The authors nicely summarised the clinically important effects as:
- Distal movement and the tip of the upper canines
- Distal movement and the tip of the upper molars
- Mesial movement of the lower molars
- Flaring of the lower incisors.
In effect, the CMA acted like Class II elastics.
“The CMA corrected Class II malocclusion through distal tipping and rotational movement of maxillary canines and molars and corrected mesial tip of lower molars”.
What did I think?
I thought that this study was interesting because the authors had adopted the simple approach of evaluating a case series. While this was a low level of evidence, it does illustrate the effects of the appliance. Importantly, their conclusions reflected the study design and they did not make any other claims for the effectiveness of the appliance. This could be a good “first step” paper.
Nevertheless, we need to be careful in interpreting their findings for the following reasons. Importantly, there was not a control group. As a result, we must assume that some of the tooth movement will have occurred during natural adolescent growth and is not due to the CMA.

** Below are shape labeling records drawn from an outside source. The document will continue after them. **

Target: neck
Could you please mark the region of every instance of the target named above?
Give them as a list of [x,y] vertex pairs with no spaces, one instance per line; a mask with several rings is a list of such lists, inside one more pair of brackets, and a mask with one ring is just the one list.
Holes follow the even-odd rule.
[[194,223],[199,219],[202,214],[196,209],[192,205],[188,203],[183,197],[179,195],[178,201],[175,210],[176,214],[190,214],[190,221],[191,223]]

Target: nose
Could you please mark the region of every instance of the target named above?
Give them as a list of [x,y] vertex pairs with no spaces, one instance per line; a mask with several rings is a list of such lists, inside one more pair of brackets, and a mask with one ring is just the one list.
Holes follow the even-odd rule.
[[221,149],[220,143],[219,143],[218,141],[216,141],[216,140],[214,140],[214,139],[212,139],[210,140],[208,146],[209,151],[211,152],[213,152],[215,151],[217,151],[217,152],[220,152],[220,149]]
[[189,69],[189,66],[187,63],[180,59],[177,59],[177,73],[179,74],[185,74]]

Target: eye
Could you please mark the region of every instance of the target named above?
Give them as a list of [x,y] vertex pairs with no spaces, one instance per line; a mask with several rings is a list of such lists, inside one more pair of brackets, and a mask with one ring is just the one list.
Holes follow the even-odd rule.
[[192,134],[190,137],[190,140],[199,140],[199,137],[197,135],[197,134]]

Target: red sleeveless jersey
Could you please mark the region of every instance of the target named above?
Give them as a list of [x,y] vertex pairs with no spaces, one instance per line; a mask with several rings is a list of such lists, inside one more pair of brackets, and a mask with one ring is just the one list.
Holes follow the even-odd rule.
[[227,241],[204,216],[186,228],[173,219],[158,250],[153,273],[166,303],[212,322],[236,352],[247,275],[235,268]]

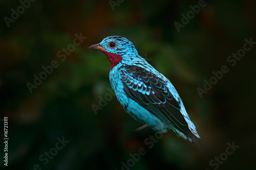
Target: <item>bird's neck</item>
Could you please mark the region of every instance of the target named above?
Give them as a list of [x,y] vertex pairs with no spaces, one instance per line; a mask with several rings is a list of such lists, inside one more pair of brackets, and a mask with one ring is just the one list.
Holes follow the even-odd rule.
[[110,63],[111,64],[111,70],[116,65],[118,64],[122,61],[122,57],[121,56],[116,54],[106,52],[105,51],[102,51],[102,53],[106,55],[109,59]]

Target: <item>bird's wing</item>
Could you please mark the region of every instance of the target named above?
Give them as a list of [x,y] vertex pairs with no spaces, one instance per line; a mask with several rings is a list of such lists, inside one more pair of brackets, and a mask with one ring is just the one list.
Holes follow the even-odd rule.
[[[130,98],[167,125],[181,132],[191,132],[181,112],[179,102],[166,86],[168,82],[144,68],[126,65],[121,69],[123,90]],[[174,91],[173,92],[176,92]]]

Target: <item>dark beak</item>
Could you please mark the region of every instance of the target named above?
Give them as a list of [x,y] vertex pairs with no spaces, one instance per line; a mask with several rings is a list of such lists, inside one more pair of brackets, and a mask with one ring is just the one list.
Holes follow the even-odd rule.
[[93,44],[89,46],[89,48],[97,49],[99,50],[104,50],[105,48],[99,44]]

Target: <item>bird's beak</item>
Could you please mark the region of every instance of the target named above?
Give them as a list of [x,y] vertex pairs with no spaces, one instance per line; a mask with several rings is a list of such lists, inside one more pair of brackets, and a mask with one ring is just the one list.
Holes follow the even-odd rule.
[[89,48],[97,49],[99,50],[103,51],[105,50],[103,46],[100,45],[99,44],[93,44],[89,46]]

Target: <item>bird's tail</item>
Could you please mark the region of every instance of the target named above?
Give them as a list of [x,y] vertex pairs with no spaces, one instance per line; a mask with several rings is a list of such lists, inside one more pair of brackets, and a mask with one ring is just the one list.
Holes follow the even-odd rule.
[[192,142],[196,144],[197,146],[199,147],[199,148],[209,158],[212,159],[214,157],[214,154],[211,153],[210,150],[206,147],[205,144],[202,139],[200,138],[198,138],[195,135],[193,135],[192,137]]

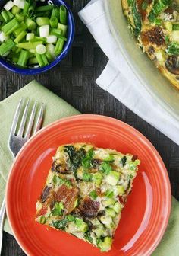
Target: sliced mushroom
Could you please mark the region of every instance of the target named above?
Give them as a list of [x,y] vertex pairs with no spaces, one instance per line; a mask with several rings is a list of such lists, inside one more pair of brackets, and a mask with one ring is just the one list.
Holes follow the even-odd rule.
[[166,69],[174,75],[179,75],[179,56],[171,56],[165,62]]

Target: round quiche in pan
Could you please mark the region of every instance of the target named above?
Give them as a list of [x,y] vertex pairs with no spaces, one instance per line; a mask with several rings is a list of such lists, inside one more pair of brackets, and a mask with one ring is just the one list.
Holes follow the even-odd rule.
[[121,0],[139,46],[179,89],[178,0]]

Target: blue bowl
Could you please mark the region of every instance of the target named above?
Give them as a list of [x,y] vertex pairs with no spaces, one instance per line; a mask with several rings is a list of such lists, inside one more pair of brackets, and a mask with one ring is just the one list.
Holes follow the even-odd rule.
[[[3,7],[7,1],[1,1],[0,8]],[[67,55],[67,53],[69,52],[70,48],[71,46],[71,44],[74,40],[74,31],[75,31],[75,26],[74,26],[74,21],[73,14],[69,8],[69,7],[67,5],[67,4],[63,0],[53,0],[53,3],[55,5],[64,5],[67,8],[68,12],[68,40],[66,43],[64,44],[63,51],[61,53],[56,57],[56,59],[51,62],[49,65],[46,66],[42,68],[33,68],[33,69],[23,69],[20,67],[18,67],[12,63],[11,62],[8,62],[5,58],[0,57],[0,64],[3,66],[5,68],[8,69],[8,70],[11,70],[14,72],[20,74],[20,75],[36,75],[42,72],[45,72],[50,69],[53,68],[55,66],[58,64]]]

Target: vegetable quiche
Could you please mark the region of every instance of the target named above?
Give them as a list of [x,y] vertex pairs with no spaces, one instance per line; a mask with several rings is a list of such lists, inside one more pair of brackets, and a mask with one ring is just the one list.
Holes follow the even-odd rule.
[[36,221],[109,251],[139,164],[134,155],[91,144],[61,146]]
[[179,88],[178,0],[121,0],[138,43]]

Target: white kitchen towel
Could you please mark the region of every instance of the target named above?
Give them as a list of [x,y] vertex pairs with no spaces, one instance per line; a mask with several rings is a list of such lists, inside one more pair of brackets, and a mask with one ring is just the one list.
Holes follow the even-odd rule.
[[109,59],[96,83],[141,118],[179,145],[179,122],[140,84],[124,58],[109,27],[105,2],[92,0],[79,16]]

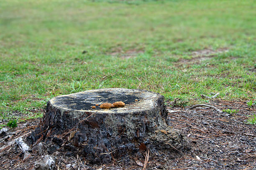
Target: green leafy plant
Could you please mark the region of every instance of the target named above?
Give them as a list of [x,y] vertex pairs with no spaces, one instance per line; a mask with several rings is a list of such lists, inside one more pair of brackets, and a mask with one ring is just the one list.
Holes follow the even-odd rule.
[[246,123],[256,125],[256,114],[249,115],[248,116],[249,117],[249,118],[247,120],[247,122]]
[[16,128],[17,126],[17,120],[15,119],[10,119],[9,122],[7,123],[7,126],[11,128]]
[[239,111],[239,110],[231,110],[231,109],[224,109],[222,110],[223,112],[225,112],[226,113],[228,113],[228,114],[230,114],[231,115],[233,115],[234,113],[237,113],[238,112],[238,111]]
[[251,107],[252,104],[253,104],[252,100],[251,100],[247,102],[247,105],[248,105],[248,107],[249,107],[249,109],[250,109],[251,108]]
[[251,108],[253,107],[253,105],[255,105],[255,103],[253,102],[252,100],[250,100],[248,102],[247,102],[247,105],[248,105],[248,107],[249,109],[251,109]]

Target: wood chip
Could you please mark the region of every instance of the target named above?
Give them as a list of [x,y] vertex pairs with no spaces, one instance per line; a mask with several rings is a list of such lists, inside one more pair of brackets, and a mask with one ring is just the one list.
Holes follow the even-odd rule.
[[165,134],[167,135],[167,132],[166,131],[166,130],[160,130],[160,131],[161,131],[162,133],[164,133]]
[[71,139],[74,138],[74,134],[76,134],[77,132],[77,131],[76,130],[75,130],[75,131],[72,132],[71,133],[70,133],[70,135],[69,135],[69,138],[68,138],[68,140],[70,140]]

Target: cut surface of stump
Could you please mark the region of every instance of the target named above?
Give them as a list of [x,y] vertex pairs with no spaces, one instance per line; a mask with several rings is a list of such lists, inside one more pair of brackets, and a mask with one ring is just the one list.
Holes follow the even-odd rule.
[[[100,108],[119,101],[125,106]],[[51,99],[42,124],[31,138],[32,142],[53,143],[50,152],[62,146],[77,147],[93,163],[139,155],[146,148],[156,154],[160,150],[180,152],[184,140],[166,124],[167,115],[164,98],[158,93],[123,88],[85,91]]]

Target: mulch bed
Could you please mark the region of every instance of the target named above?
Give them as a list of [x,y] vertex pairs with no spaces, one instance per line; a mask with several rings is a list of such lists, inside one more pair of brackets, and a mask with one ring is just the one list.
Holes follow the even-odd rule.
[[[249,109],[245,102],[241,101],[215,100],[207,104],[220,110],[239,110],[231,115],[209,108],[189,110],[168,107],[169,124],[187,137],[191,149],[177,151],[175,156],[164,153],[161,157],[150,155],[147,169],[256,170],[256,126],[245,123],[247,116],[256,113],[256,109]],[[20,123],[18,127],[0,135],[0,169],[35,169],[35,162],[41,158],[34,149],[36,146],[31,146],[30,157],[23,160],[22,152],[15,143],[7,144],[21,135],[26,139],[39,121]],[[131,156],[110,165],[94,166],[77,153],[72,148],[61,148],[54,152],[51,156],[55,161],[55,169],[140,170],[145,161]],[[145,156],[146,151],[142,155]]]

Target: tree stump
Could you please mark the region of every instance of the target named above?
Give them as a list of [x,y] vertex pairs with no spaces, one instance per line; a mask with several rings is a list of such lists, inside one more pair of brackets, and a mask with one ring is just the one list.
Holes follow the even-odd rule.
[[[100,108],[118,101],[124,107]],[[74,146],[93,163],[139,154],[147,148],[156,154],[160,150],[180,152],[184,138],[166,124],[167,115],[164,97],[158,93],[123,88],[86,91],[51,99],[31,139],[54,143],[49,152]]]

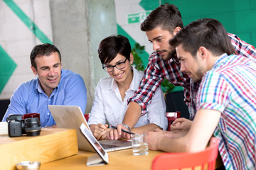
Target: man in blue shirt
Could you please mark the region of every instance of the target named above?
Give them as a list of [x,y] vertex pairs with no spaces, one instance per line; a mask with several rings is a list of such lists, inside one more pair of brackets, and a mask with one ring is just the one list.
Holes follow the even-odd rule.
[[54,125],[48,105],[78,106],[85,113],[85,82],[79,74],[62,69],[60,52],[55,46],[36,45],[30,59],[31,69],[38,77],[22,84],[15,91],[3,121],[10,114],[39,113],[42,127]]

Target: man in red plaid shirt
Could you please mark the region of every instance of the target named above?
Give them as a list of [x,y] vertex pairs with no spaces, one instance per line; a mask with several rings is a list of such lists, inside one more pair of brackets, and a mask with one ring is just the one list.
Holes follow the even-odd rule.
[[[149,57],[140,86],[129,100],[123,123],[117,125],[117,130],[112,130],[108,134],[110,139],[129,138],[129,135],[122,132],[121,129],[131,130],[139,117],[146,114],[146,106],[151,103],[154,92],[164,78],[175,86],[183,87],[184,102],[190,113],[191,120],[178,118],[171,125],[171,130],[189,129],[196,112],[195,101],[200,82],[193,82],[188,75],[181,72],[181,64],[177,60],[175,49],[169,44],[169,40],[183,27],[181,15],[178,8],[172,4],[156,8],[142,23],[141,30],[146,32],[154,52]],[[234,34],[228,33],[228,36],[238,55],[256,62],[256,50],[252,45],[241,40]]]

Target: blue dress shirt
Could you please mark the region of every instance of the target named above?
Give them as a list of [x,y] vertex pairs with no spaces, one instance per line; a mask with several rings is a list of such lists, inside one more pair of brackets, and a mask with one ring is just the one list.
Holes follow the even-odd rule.
[[87,91],[81,76],[70,70],[62,69],[60,83],[50,97],[43,92],[39,79],[36,78],[20,85],[10,101],[3,121],[6,121],[9,114],[39,113],[41,126],[45,127],[55,124],[48,105],[78,106],[85,113]]

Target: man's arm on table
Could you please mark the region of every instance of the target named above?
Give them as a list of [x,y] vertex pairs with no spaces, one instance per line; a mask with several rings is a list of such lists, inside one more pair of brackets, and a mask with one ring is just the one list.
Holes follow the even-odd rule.
[[188,132],[181,137],[170,137],[169,133],[160,130],[148,133],[149,148],[168,152],[195,152],[203,150],[220,117],[215,110],[201,109],[196,115]]
[[[142,115],[142,107],[136,102],[131,101],[125,112],[123,123],[132,128]],[[126,132],[122,132],[122,129],[128,130],[122,125],[117,125],[117,130],[113,130],[112,135],[115,140],[119,138],[121,135],[122,138],[129,139],[130,135]],[[110,134],[111,136],[111,134]],[[112,139],[110,137],[110,139]]]

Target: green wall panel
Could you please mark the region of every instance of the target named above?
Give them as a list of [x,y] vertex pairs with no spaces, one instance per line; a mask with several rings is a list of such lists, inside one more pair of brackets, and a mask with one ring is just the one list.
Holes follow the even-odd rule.
[[238,35],[242,40],[256,46],[256,1],[255,0],[169,0],[181,13],[184,26],[203,18],[215,18],[228,33]]
[[0,94],[14,72],[17,64],[0,45]]

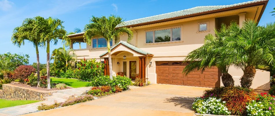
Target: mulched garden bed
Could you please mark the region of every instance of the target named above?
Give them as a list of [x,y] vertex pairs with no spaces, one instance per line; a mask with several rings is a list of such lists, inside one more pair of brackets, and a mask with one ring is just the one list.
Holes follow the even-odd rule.
[[25,84],[23,83],[14,83],[14,85],[20,87],[24,87],[27,88],[31,88],[34,89],[35,89],[38,90],[42,90],[45,91],[50,91],[54,90],[61,90],[63,89],[66,89],[72,88],[69,87],[67,86],[67,88],[64,88],[62,89],[59,89],[57,88],[51,88],[50,89],[48,89],[47,88],[43,88],[40,87],[36,87],[36,86],[31,87],[29,85],[26,85]]

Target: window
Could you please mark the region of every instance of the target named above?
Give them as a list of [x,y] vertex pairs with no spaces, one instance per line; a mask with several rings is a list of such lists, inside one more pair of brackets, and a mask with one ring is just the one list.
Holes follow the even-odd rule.
[[[110,41],[110,46],[113,46],[113,40]],[[102,48],[107,47],[107,41],[104,38],[93,39],[93,48]]]
[[207,23],[200,23],[199,27],[199,31],[207,30]]
[[146,43],[180,41],[181,32],[180,28],[171,28],[147,32],[146,32]]

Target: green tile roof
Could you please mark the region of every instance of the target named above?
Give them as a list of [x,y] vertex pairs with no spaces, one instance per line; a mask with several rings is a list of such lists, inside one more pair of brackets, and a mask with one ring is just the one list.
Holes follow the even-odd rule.
[[[138,48],[136,46],[134,46],[133,45],[129,43],[127,43],[127,42],[126,41],[120,41],[119,42],[118,42],[118,43],[117,44],[116,44],[115,45],[113,46],[113,47],[112,47],[112,48],[111,48],[111,50],[112,50],[114,48],[116,47],[117,46],[118,46],[119,44],[123,44],[125,45],[125,46],[127,46],[129,47],[129,48],[133,50],[134,50],[141,54],[143,54],[144,55],[152,54],[151,54],[148,52],[146,52],[145,51],[144,51],[143,50],[141,49]],[[101,57],[102,56],[103,56],[104,55],[107,53],[108,52],[105,52],[104,53],[101,54],[101,55],[100,55],[99,56],[99,57]]]
[[124,26],[119,25],[117,27],[129,26],[267,0],[254,0],[228,5],[197,6],[173,12],[125,21]]
[[[197,6],[189,9],[124,21],[124,24],[118,25],[116,27],[131,26],[267,0],[256,0],[228,5]],[[84,33],[84,32],[81,32],[69,35],[68,36],[70,37],[82,35]]]

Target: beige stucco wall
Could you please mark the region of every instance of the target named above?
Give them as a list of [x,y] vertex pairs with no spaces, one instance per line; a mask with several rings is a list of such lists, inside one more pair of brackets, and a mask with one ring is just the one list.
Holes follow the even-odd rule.
[[[259,90],[268,90],[270,88],[270,72],[260,69],[256,70],[255,77],[250,87]],[[235,85],[241,86],[241,78],[243,74],[243,70],[233,67],[230,68],[228,73],[232,76]],[[221,86],[223,86],[221,79]]]

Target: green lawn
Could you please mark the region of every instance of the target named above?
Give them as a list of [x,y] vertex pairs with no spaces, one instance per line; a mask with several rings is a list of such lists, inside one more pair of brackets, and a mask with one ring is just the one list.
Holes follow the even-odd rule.
[[58,84],[63,83],[68,86],[74,88],[87,87],[90,86],[90,82],[85,82],[74,79],[60,78],[56,77],[51,77],[52,79],[52,83]]
[[0,99],[0,108],[37,102],[39,100],[11,100]]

Furthermore, the cases had all been successfully treated. There was also no indication of how the patient records were selected. As a result, the sample could be subject to considerable selection bias. It is relevant to point out that Drs Paquette, Shipley and Schreiner received substantial payments for their work as KOLs for HSO from 2016 to 2018 according to Open Payments. While there is nothing wrong with receiving these payments. Their conflict was not declared. I will just leave this here.
This paper shows that the Carriere Motion Appliance works the same as Class II elastics. I cannot help feeling that the CMA is a heavily promoted expensive way of applying Class II mechanics?